The Joint-Space Reconstruction of Human Fingers by Using a Highly Under-Actuated Exoskeleton
Yuan Su, Gaofeng Li, Yongsheng Deng, Ioannis Sarakoglou, Nikos Tsagarakis, Jiming Chen
Abstract
Hand motion tracking is essential in many fields, e.g., immersive virtual reality, teleoperation of robotic hand, and hand rehabilitation of stroke patient, as human hand plays a crucial role in our daily life. The highly under-actuated hand exoskeleton, which can track the 6-DoF motions of each fingertip via a highly under-actuated kinematic chain, exhibits many benefits in wearability and portability over other solutions. However, due to the non-anthropomorphic linkage, this hand exoskeleton also encounters difficulties in measuring human-finger’s joint angles.
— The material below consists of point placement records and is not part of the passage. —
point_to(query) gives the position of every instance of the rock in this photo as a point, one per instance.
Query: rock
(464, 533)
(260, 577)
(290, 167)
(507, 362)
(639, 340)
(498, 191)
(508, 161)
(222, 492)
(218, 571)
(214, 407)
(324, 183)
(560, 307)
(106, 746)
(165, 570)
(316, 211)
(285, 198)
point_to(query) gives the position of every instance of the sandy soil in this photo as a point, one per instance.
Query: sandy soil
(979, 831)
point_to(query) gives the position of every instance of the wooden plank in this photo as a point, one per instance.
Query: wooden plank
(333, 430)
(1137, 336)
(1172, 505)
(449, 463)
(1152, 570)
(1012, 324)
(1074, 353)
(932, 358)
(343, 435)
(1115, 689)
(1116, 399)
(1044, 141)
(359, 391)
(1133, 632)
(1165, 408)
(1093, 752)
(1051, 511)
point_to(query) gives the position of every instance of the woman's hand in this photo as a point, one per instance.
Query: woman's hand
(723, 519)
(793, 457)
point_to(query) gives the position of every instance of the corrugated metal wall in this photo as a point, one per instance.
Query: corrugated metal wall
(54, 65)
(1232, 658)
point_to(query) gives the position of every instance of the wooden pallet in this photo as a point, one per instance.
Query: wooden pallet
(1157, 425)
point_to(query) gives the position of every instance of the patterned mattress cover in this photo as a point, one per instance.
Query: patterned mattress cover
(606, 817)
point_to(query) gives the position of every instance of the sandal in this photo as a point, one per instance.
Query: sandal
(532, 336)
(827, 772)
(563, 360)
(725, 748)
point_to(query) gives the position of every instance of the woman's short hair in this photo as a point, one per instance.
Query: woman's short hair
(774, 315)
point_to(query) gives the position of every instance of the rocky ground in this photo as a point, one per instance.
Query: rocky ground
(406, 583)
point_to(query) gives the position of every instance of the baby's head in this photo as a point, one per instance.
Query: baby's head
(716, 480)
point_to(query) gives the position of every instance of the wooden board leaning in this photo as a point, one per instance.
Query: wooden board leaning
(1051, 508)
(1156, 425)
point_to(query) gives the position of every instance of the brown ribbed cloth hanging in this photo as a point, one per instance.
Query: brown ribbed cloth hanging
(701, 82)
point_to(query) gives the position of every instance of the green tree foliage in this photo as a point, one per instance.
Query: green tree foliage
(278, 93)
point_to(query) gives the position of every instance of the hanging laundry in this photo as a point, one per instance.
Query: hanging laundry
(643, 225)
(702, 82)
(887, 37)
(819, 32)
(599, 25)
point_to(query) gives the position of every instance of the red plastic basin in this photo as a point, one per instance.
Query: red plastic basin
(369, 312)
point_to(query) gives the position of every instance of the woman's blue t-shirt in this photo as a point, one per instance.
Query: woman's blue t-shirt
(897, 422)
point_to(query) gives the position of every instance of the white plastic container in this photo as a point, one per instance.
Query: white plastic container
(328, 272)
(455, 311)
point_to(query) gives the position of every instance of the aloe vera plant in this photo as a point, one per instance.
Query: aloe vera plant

While the joint-space is important in many scenarios, such as teleoperating a robotic hand with anthropomorphic kinematics but with different size to human. Here we proposed a new method to reconstruct the human finger joints by using a highly under-actuated hand exoskeleton. Our key contribution is the arc-fitting algorithm, which is able to calibrate the misalignment between the exoskeleton’s and the human-finger’s base frames and estimate the length of human’s phalanxes, by using the fingertip’s circular motions. With know- ing the aforementioned informations, the joint angles can be reconstructed in high precision based on the inverse kinematics models of human fingers. Furthermore, our proposed method is compared with a baseline method, in which the joint angles obtained by a motion capture system are served as ground- truth. The results demonstrate that our proposed method exhibits excellent performance in reconstructing finger’s joint configurations.